Virginia Tech’s experience building modern analytics on Amazon Web Services
Virginia Polytechnic Institute and State University (Virginia Tech) wanted to build a modern data warehouse to complete new requests and quickly answer difficult questions in order to make more informed decisions. To do this, we turned to Amazon Web Services (AWS).
We were looking for a way to build forecasting models faster so we could quickly react to changing conditions. Most tables in our Online Transactional Processing (OLTP) databases do not track the history of data, which meant we had no way of understanding what the data looked like over time. When we wanted to see if a forecasting model had value, we had to start capturing the history in a data mart, which could take three months to gather requirements and develop. Once developed, we would have to wait another six to nine months to capture enough data to derive any value.
With AWS Database Migration Service (AWS DMS), we can capture every table’s history, which allows us to forecast. Instead of the model taking 12 months to mature before I could derive any value from it, I can now see immediate value by ruling out models that do not provide the necessary information.
To improve the learning experience, Virginia Tech has been purchasing industry-leading products, many of which are Software-as-a-service (SaaS) products without access to the underlying database. The backbone of the applications that run Virginia Tech is an Oracle appliance. For most of the student and administrative data, this is our system of record. For reporting, we built a custom data warehouse in Oracle using Talend as our extract, transform, load (ETL) tool.
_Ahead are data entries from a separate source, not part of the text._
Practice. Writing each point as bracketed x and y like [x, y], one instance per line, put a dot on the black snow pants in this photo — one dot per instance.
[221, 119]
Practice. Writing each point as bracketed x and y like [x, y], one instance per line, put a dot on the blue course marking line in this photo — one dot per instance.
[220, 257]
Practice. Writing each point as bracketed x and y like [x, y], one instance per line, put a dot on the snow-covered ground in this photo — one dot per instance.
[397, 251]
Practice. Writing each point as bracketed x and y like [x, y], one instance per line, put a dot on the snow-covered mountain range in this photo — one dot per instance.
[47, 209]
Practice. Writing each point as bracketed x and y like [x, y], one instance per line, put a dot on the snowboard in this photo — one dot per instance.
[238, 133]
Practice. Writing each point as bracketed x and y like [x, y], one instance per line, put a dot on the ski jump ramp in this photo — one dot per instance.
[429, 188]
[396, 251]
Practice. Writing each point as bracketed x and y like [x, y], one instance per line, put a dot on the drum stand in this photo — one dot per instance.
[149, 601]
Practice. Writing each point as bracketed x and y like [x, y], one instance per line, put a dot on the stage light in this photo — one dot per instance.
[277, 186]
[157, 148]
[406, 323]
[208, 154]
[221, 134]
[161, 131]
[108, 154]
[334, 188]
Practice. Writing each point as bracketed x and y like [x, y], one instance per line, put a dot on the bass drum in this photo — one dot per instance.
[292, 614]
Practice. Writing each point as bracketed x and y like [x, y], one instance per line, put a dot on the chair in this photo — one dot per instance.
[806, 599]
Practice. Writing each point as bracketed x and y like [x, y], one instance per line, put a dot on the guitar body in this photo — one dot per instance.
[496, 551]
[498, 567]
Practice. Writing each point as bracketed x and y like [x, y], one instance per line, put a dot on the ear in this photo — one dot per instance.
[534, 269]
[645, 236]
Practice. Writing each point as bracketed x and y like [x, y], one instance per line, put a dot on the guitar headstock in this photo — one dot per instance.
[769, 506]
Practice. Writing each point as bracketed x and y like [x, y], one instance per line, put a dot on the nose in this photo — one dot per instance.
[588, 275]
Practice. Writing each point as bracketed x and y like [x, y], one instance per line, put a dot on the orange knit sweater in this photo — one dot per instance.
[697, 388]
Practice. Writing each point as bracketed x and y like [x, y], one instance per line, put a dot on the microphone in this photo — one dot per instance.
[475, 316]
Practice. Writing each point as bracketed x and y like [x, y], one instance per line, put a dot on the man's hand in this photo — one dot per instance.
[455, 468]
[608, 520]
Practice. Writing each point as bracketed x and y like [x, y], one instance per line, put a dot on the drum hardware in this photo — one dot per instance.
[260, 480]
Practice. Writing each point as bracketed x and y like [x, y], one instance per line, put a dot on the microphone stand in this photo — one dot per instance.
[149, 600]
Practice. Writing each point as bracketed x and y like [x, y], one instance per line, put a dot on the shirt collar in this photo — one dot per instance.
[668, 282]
Before we started the data lake project, we did a six-month proof of concept with senior technology team members across multiple departments and skillsets. The data scientist team at Virginia Tech was the primary end user. They were building a new budgeting model that required data from many sources.
Once the proof of concept was completed and we had approval and funding for a production data lake, we assembled a team that included a cloud architect and senior data engineer. To get started with different AWS tools, we attended an AWS Data Lab. This AWS Data Lab helped us to accomplish more in a week than we probably could have over several months.
The initial source systems included were an Oracle database and two sets of application program interfaces (APIs). The below diagram is how we architected the different zones in our data lake in order to move different types of data. This framework helps us with data governance and security.
AWS DMS: To get data out of our Oracle database and into our Staging Zone, we use AWS DMS. Once we had AWS DMS set up, adding new tables to the sync became simple. This is a near real-time replication service. Once running, we rarely see a record take more than 10 seconds to make its way to AWS.
In the most recent release of AWS DMS (3.1.4), there is an option to automatically add the action taken (insert, update, delete) and the transaction log timestamp for when it happened. Many of our tables in our databases are either undated or have unreliable dates recorded. These two features help make historical reporting possible and help us to create the curated zone.
AWS Glue: Although we use AWS Glue to run our jobs, the code consists of a simple, 20-line Python script. This is how we kept the process dynamic. When moving data from the staging zone to the curated zone, we take the most recent record and transform the data into Parquet files. When we need to add a new table, we insert a new entry in the JSON, and the Python code knows to begin processing the file. The dates and action indicators that AWS DMS creates make this all possible. We process 100 tables using the same 20 lines of Python.
Amazon RedShift: This is our final structured reporting layer. AWS Glue solves our need to get data from the Curated Zone into Amazon Redshift. We use the AWS Glue crawler to create Amazon Athena (Athena) tables, which allows us to do basic joins and SQL transforms. This is where the standard ETL comes in and where custom code for each dimension table is needed.
We run reports with Amazon Redshift. The initial value we see is combining demographic data in Amazon Redshift with web log data by using Amazon Redshift Spectrum. The ability to understand how students use learning tools is valuable.
Currently, we are building out our Amazon Redshift data marts. The more dimensions we add to the database, the more value we can derive from the web logs.
We are also reviewing AWS Step Functions to streamline our AWS Glue jobs. Now that our data in AWS is structured in an optimal way for machine learning (ML) tools, we are looking to build prescriptive models to help us make better decisions that we otherwise aren’t able to see immediately.
Having a strong understanding of AWS DMS, AWS Glue, Athena, and Amazon Redshift helped us get our project moving, and this will benefit us when we start using AWS Lake Formation.
Building our data pipeline in AWS made us rethink many best practices that typical data warehouse developers have relied on for many years. We look forward to expanding our data lake with more sources and features over the next several years.